But its insincerity is not the biggest reason to not accept Peter Bunting's apology for his John Crow politics proclamation. The tendering and accepting of hypocritical apologies is very necessary to keep the world spinning. So let's not knock it.

A much more important reason for flinging Bunting's rotten apology out where the John Crows can find it is its attempt to cancel the truth in what he had said at the constituency conference. For Independence, we are chatting 'bout 'proud and free, Jamaica fifty-three'. Nothing has contributed more to the rotten state of our country than John Crow politics. Crime has been fed by our John Crow politics.

Murder, aided and abetted by tribal politics, has increased under every minister and every police commissioner since Independence, despite small dips every now and again, like in 2010 and last year. Nobody has anything to boast about.

Mr Bunting is quite right. The Opposition in Jamaica, like vultures, gleefully reacts to every perceived failure of Government in order to gain political mileage.

Opposing is built into the system of parliamentary democracy, worldwide, and is entrenched in our own Constitution, but we have taken opposition to extremes in Jamaica. Not only is there the opposition of parliamentary debate, which is expected, but the two political parties which have alternated in Government and Opposition have taken opposition to the streets and have armed their party thugs and gangs for violence and bloodshed.

The legacy of this John Crow politics is in the garrisons, the gangs and the guns which have driven violent crime in Jamaica until today.

 

Both sides guilty

Mr Bunting's shortcoming is not in comparing the responses of the current opposition to the murder spike to the behaviour of John Crows gleefully circling overhead to profit from death and decay; his shortcoming is his failure to include his own party, when in opposition, in this John Crow behaviour which has held back Jamaica so much. Someone in the heat of debating the issue, fired off, wrong or right: "Who behave more like John Crow, in opposition, than the PNP?" The constant vulture-like attacks on the Bruce Golding government in recent memory lend a great deal of credence to the charge. And the current Opposition, like its counterparts past, has been selectively forgetful of their own crime-fighting failures in Government as they hammer Bunting.

The current wranglings in the PNP over admitting the Labourite warrior Joan Gordon-Webley to membership exposes the putrid tribal politics all the way back to the bloody 1980 general elections.

The minister's apology was tacked on to his more substantial presentation to Parliament of a three-pronged strategy to fight crime - strengthening the operational capabilities of the security forces, more anti-crime legislation, and addressing social causes of violence. Been there, heard that.

As murder rises, including police deaths, the time is right to say again, we cannot hope to have sustained crime reduction without significantly beefing up the human and technical capacity of the security forces, whatever else needs to be done. There has to be many more officers on the ground with the support capacity to investigate, arrest, successfully prosecute, and, therefore, deter.

Crime and violence is a national emergency on par with the economy. No, ahead of the economy. Because the first duty of government is the protection of the lives and property of citizens. The second duty is justice.

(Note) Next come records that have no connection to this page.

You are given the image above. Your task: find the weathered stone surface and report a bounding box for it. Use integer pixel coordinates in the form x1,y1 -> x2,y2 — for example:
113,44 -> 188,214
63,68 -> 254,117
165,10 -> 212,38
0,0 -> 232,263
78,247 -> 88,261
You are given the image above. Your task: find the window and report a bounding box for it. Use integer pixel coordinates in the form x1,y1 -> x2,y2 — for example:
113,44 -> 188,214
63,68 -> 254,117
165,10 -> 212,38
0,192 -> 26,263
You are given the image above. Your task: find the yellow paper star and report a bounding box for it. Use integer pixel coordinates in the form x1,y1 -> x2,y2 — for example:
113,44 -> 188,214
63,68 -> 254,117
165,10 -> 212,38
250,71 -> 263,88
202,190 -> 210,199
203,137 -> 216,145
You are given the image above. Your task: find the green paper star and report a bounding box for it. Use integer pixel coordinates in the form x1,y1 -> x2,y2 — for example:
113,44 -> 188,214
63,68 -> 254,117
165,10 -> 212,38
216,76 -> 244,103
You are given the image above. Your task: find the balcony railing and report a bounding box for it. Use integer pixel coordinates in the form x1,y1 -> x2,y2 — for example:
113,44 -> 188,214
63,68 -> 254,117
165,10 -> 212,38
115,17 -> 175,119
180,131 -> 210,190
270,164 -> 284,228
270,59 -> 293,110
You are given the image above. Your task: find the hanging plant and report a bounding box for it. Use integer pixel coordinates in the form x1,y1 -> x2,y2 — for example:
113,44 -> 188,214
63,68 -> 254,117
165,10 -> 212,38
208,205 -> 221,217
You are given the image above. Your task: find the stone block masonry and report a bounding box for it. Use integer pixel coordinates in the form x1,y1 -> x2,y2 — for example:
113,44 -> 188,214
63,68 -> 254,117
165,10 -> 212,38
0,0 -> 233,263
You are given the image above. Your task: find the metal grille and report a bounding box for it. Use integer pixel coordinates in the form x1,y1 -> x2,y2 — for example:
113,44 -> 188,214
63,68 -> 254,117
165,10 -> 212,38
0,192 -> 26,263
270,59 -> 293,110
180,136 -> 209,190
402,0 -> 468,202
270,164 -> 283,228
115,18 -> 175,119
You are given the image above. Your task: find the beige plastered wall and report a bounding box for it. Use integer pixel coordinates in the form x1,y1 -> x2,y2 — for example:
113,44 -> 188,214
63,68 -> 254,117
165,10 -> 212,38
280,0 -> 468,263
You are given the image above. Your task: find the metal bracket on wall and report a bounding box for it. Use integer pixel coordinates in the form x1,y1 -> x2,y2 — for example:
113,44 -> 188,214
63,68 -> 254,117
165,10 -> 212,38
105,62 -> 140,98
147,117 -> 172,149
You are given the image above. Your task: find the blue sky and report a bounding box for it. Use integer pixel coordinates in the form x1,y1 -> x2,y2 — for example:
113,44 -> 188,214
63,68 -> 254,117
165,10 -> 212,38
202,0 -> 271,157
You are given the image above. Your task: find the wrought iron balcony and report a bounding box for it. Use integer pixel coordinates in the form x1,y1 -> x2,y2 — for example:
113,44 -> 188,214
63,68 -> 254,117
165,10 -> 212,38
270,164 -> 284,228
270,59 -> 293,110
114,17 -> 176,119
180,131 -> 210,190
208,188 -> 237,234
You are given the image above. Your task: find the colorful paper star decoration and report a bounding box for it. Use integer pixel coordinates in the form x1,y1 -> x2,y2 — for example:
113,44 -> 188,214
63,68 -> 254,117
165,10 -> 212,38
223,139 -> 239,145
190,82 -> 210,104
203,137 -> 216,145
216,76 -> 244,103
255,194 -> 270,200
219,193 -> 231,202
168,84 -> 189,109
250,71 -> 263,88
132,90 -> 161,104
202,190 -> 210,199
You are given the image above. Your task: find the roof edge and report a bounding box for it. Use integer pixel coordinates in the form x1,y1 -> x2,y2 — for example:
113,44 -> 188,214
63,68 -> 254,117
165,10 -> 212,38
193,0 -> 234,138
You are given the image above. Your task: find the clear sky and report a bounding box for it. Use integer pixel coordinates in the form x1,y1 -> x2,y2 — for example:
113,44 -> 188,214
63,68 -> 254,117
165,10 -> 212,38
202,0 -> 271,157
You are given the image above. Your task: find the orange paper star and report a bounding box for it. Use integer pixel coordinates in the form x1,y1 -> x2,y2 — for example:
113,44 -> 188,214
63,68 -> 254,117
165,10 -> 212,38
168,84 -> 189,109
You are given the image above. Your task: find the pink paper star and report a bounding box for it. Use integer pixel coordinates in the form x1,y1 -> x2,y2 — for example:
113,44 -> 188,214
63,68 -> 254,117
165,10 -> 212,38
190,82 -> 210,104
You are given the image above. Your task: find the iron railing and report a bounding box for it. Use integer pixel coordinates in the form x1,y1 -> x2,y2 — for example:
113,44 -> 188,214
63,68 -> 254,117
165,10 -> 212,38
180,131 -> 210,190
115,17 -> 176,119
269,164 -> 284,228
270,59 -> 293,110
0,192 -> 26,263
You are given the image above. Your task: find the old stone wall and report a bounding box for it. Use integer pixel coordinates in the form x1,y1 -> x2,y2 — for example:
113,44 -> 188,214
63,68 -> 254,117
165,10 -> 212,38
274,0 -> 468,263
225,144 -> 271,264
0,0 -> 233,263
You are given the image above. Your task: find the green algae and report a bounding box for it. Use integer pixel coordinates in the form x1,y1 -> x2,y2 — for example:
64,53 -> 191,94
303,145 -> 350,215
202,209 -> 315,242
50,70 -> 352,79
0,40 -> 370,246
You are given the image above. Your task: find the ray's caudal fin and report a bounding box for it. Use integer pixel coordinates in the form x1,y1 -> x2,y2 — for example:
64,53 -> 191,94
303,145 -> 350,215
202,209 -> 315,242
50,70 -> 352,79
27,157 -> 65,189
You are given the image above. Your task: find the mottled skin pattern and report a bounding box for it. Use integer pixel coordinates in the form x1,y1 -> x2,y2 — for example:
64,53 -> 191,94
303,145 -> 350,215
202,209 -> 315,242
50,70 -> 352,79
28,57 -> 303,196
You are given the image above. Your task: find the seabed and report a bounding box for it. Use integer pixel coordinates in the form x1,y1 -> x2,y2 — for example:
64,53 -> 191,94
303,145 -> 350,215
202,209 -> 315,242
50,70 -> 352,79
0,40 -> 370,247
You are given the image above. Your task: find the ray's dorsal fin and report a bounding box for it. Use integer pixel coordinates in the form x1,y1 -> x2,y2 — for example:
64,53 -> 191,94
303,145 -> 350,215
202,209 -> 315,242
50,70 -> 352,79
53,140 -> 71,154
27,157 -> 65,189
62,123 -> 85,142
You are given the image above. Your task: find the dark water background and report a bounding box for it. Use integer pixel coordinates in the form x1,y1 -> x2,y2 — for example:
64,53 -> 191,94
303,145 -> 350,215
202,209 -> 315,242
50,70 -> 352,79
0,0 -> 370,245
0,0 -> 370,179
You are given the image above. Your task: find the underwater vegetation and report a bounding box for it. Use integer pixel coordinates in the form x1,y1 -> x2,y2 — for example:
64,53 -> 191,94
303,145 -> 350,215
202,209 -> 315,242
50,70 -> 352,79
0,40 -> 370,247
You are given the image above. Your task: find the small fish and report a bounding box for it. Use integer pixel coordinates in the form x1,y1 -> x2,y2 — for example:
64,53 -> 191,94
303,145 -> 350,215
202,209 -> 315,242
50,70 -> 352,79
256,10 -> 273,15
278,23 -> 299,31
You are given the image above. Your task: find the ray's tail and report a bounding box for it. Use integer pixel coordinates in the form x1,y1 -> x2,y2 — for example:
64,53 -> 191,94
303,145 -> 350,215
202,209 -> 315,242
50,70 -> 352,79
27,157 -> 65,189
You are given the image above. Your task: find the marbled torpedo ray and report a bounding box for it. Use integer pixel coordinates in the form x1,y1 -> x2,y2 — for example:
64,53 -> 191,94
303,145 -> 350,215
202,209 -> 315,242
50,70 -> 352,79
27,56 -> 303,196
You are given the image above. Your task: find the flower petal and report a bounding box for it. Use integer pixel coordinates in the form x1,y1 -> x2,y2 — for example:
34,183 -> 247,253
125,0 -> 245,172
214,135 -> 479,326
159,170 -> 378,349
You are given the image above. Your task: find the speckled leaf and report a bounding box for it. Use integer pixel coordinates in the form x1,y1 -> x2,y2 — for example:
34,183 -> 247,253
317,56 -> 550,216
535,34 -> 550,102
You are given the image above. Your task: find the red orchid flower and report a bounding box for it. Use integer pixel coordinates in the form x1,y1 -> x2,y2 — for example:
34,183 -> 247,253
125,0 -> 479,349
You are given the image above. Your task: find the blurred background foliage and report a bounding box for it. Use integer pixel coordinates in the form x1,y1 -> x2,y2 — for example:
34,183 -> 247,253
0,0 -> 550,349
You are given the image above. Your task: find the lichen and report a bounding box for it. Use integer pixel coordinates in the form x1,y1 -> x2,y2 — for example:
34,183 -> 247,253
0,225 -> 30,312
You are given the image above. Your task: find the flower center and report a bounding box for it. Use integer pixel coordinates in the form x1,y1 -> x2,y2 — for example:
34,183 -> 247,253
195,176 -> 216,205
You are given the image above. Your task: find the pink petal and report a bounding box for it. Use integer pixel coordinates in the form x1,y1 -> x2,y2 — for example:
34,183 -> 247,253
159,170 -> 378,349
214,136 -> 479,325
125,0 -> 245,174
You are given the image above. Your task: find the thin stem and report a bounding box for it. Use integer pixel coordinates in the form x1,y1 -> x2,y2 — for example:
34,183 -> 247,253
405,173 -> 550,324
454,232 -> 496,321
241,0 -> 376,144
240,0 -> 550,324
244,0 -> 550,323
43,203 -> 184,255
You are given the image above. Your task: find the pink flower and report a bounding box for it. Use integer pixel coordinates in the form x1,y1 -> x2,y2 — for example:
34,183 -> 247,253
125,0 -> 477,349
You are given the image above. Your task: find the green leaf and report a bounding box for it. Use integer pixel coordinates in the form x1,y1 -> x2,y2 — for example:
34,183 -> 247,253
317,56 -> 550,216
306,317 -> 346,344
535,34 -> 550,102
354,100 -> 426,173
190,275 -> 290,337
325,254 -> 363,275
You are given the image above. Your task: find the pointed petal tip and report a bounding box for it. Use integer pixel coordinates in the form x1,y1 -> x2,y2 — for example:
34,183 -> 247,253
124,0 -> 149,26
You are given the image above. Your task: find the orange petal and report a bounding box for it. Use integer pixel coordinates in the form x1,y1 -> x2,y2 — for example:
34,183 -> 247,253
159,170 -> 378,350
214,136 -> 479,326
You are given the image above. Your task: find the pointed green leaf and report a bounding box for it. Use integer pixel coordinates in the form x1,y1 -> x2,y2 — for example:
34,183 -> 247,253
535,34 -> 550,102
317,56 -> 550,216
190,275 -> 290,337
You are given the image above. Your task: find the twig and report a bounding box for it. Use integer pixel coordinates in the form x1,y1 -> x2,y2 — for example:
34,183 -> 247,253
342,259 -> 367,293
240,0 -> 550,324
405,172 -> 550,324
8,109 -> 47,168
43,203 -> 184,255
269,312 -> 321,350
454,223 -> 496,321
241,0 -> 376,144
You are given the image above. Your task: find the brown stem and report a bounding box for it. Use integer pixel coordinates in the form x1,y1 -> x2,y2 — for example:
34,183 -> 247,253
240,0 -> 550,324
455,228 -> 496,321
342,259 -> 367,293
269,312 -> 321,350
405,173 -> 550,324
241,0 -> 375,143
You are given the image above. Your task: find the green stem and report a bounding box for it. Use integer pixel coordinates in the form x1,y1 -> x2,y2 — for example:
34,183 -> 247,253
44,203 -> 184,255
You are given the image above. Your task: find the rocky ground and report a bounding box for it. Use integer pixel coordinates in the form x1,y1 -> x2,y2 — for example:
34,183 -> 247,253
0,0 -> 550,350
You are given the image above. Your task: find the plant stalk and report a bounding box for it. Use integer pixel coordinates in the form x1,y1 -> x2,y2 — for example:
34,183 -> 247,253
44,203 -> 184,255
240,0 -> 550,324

The Government must divert resources from all other budgetary obligations to supply the critical needs of public order and public safety, crime reduction and delivery of justice.

We know, and the minister of national security very well knows, that stop-gap measures repeated endlessly can't reverse the crime situation which John Crow politics has helped to create.

The police commissioner, operating out of headquarters buildings held together by termites, and who is not into counting bodies, must count the cost of effective policing and make it known.

More laws without more enforcement capability won't make a difference, except for clutter. And we really don't need a police state for drastic crime reduction. We need emancipation, freedom from the domination of crime. Free Jamaica has never been more criminal.